Join GitHub today
GitHub is home to over 28 million developers working together to host and review code, manage projects, and build software together.Sign up
likwid-mpirun: enable simple pinning for MPI and hybrid MPI/threaded applications
Pinning to dedicated compute resources is important for pure MPI and even more for hybrid MPI/threaded applications. While all major MPI implementations include their mechanism for pinning, likwid-mpirun provides a simple and portable solution based on the powerful capabilities of likwid-pin. This is still experimental at the moment. Still it can be adapted to any MPI and OpenMP combination with the help of a tuning application in the test directory of LIKWID. likwid-mpirun works in conjunction with PBS, LoadLeveler and SLURM. The tested MPI and compilers are Intel C/C++ compiler, GCC, Intel MPI and OpenMPI. The support for mvapich is untested.
As usual you can get a help message with
$ likwid-mpirun -h
You always have to specify the total number of MPI processes with the
Two cases are distinguished: Pure MPI and hybrid applications.
$ likwid-mpirun -np 16 ./a.out
This will start 16 processes, the number of processes per compute node is calculated from the PBS/LoadLeveler/SLURM node file. If two hosts are given, eight processes are pinned to cores/SMT threads per node. The pinning is implemented with the likwid-pin node domain.
Pure MPI with explicit pinning:
$ likwid-mpirun -np 16 -nperdomain S:2 ./a.out
For this case a single option
-nperdomain covers all cases. The argument contains a domain character as already known from the other LIKWID applications and the number per domain separated by a colon. Above example will start two processes per socket up to 16 processes and will pin the processes with likwid-pin.
Domains can be:
- N - for node
- S - for socket
- C - for last level shared cache
- M - for NUMA domain (interesting e.g. for AMD Magny Cours)

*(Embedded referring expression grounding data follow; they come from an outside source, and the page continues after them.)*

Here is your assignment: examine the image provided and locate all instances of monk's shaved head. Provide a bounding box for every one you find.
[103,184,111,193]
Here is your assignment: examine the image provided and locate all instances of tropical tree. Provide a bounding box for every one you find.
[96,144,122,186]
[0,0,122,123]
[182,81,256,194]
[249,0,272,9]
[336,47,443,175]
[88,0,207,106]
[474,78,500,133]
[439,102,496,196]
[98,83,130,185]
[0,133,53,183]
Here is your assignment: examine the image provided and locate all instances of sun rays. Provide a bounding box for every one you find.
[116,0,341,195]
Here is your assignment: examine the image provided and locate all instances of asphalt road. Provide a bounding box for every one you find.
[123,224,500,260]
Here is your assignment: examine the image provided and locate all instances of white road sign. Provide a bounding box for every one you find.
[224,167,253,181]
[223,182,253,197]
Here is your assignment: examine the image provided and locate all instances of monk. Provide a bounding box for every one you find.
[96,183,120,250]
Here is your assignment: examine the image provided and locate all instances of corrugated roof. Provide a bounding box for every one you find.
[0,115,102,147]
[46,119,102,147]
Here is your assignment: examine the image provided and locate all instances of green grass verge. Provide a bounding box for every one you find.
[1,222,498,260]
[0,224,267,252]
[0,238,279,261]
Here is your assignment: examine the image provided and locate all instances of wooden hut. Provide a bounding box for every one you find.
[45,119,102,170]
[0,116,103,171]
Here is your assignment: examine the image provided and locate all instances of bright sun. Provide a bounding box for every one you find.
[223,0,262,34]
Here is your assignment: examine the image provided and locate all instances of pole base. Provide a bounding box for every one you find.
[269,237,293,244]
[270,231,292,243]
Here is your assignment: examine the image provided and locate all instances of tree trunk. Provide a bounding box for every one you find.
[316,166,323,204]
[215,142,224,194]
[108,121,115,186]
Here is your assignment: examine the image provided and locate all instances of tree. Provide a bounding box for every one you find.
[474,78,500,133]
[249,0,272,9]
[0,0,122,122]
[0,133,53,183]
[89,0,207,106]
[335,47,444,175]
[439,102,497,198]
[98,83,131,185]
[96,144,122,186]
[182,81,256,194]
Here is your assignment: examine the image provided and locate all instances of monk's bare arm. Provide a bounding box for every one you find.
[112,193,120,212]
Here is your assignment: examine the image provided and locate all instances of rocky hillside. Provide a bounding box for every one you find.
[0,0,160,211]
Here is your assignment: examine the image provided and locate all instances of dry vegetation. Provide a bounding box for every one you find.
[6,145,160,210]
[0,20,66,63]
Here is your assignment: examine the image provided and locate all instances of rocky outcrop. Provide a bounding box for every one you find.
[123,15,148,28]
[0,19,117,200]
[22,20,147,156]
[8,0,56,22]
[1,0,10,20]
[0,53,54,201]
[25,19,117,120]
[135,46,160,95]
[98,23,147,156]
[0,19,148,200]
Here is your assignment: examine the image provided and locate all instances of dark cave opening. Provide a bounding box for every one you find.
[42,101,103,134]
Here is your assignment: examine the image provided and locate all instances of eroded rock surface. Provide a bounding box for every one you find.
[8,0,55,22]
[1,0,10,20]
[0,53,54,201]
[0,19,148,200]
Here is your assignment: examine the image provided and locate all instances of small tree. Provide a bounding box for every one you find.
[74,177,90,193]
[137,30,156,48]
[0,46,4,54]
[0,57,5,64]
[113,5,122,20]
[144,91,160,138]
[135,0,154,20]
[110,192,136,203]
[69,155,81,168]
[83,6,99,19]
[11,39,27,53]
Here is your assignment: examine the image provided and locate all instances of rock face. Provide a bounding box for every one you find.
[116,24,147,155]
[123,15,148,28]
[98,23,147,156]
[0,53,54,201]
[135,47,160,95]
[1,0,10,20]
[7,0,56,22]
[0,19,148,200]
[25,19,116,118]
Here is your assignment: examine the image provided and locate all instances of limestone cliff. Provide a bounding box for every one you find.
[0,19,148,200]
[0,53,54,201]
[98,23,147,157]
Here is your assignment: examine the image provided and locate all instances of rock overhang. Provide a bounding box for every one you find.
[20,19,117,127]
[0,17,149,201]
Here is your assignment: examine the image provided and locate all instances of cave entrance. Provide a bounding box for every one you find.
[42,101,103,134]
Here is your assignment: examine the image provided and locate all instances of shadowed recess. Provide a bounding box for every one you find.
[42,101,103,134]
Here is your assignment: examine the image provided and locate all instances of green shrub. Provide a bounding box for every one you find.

For pinning on Magny Cours the following can be useful:
$ likwid-mpirun -np 16 -nperdomain M:2 ./a.out
This will start 2 processes per NUMA domain. On a two socket AMD MagnyCours system this will result in 8 processes per node with two nodes total for this run.
For debugging use the debug option:
$ likwid-mpirun -debug -np 16 -nperdomain M:2 ./a.out
This will output all command which would be executed.
Pinning of hybrid applications:
$ likwid-mpirun -np 16 -pin S0:0,1_S1:0,1 ./a.out
Hybrid pinning has only one option covering all possibilities with
The argument string to pin consists of valid likwid-pin expressions separated by underscores. The number of separated expression denote the number of processes started
per node. Above example will start two processes per node. The first process and its threads (two) will be pinned to Socket one, core 0,1. The second process and its threads will be pinned to socket two, core 0,1. Consequently, the above statement requires 4 hosts to run.
The main pinning complexity is that the OpenMP as well as the MPI implementation could start their own threads for management purpose. These threads need to be skipped and their position in the started threads has to be determined in advance. For the tested MPI+Compiler combinations, the skip masks are integrated into likwid-mpirun.
At the moment all pinning uses block distribution, round robin variants for node and global are planned.
-h, --help Help message -v, --version Version information -d, --debug Debugging output -n/-np <count> Set the number of processes -nperdomain <domain> Set the number of processes per node by giving an affinity domain and count -pin <list> Specify pinning of threads. CPU expressions like likwid-pin separated with '_' -s, --skip <hex> Bitmask with threads to skip -mpi <id> Specify which MPI should be used. Possible values: openmpi, intelmpi and mvapich2 If not set, module system is checked -omp <id> Specify which OpenMP should be used. Possible values: gnu and intel Only required for statically linked executables. -hostfile Use custom hostfile instead of searching the environment -g/-group <perf> Set a likwid-perfctr conform event set for measuring on nodes -m/-marker Activate marker API mode
MPI not recognized
likwid-mpirun checks for some known MPI implementations (OpenMPI, IntelMPI and Mvapich2) in the file system and the module system. It searches for the executables like
mpiexec in the path that can be either in the environment variable
MPI_BASE. If it does not find it, try to set it on the command line with
-mpi [openmpi, intelmpi, mvapich2 or slurm].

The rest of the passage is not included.